The Bombay High Court on August 22 quashed the FIRs filed against 29 foreign nationals who had attended the Tablighi Jamaat event in Delhi's Nizamuddin Markaz in March, saying that there was no evidence to show that they had violated visa conditions or were responsible for the spread of COVID-19 in the country.
The Aurangabad Bench of the high court stated: "A political government tries to find a scapegoat when there is pandemic or calamity and the circumstances show that there is probability that these foreigners were chosen to make them scapegoats."
A Division Bench of Justices MG Sewlikar and TV Nalawade was hearing a petition pertaining to the cases against foreign and Indian nationals booked under the Epidemics Act, the Disaster Management Act and the Foreigners Act for attending the religious event.

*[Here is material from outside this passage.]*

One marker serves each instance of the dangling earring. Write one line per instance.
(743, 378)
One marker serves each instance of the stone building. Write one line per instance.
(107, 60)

The court, during the hearing, referred to various guidelines issued by the Centre, including those that were put out after the Tablighi Jamaat congregation, and observed that there is no restriction on foreigners visiting religious places and attending religious activities.
The petitioners said they had come to India on valid visas issued by the Indian government and "that they had come to experience Indian culture, tradition, hospitality and Indian food. They said they were screened at the airport in accordance with the procedure. They also said they had informed local authorities about their stay and were only here to observe religious practices of Islam and not to propagate the religion".
The police however, opposed their claims and said that they had come on tourist visas and were found violating norms.
The court said that Maharashtra Police had acted "mechanically" in the matter. "It appears that the state government acted under political compulsion and police also did not dare to exercise powers given to them under provisions of procedural law like the Criminal Procedure Code and substantive laws," it observed.
The court said that there was "non-application of mind" by the police and hence chargesheets were filed despite no prima facie evidence.
"Social and religious tolerance is a practical necessity for unity and integrity of India and is made compulsory by the Indian Constitution," the court said.
Allowing some foreigners to stay in the premises of the mosques when a lockdown is in place, cannot be said to be a violation of law. It said that due to hotels and restaurants being closed, arrangements were made by many religious places, including gurdwaras, for those stranded including migrant workers.
"Thus, giving shelter to such persons could not have been treated as offence, commission of the act of disobedience of orders," the court said. It also cited documents of the foreign nationals to show that they had come to India in February and some before March 10 when no lockdown was in place.
The Bombay High Court said, "The material discussed shows that no such nuisance was created by the foreigners or Indian Muslims and only an attempt was made by others to create such atmosphere against them."
The court, in a strong worded judgement, said there was a 'big", "unwarranted", propaganda in the media against the foreigners who came to the Nizamuddin Markaz and "an attempt was made to create a picture that these foreigners were responsible for spreading Covid-19 virus in India".
"A political government tries to find the scapegoat when there is pandemic or calamity and the circumstances show that there is probability that these foreigners were chosen to make them scapegoats. The aforesaid circumstances and the latest figures of infection in India show that such action against present petitioners should not have been taken. It is now high time for the concerned to repent about this action taken against the foreigners and to take some positive steps to repair the damage done by such action," the court said.
"At the time of an ongoing pandemic, instead of being more tolerant and sensitive towards guests with our culture propagating, 'Atithi Devo Bhavo', they were lodged in jails by making allegations that they were responsible for violation of travel documents and for spreading the virus when no such evidence was found," the court order read.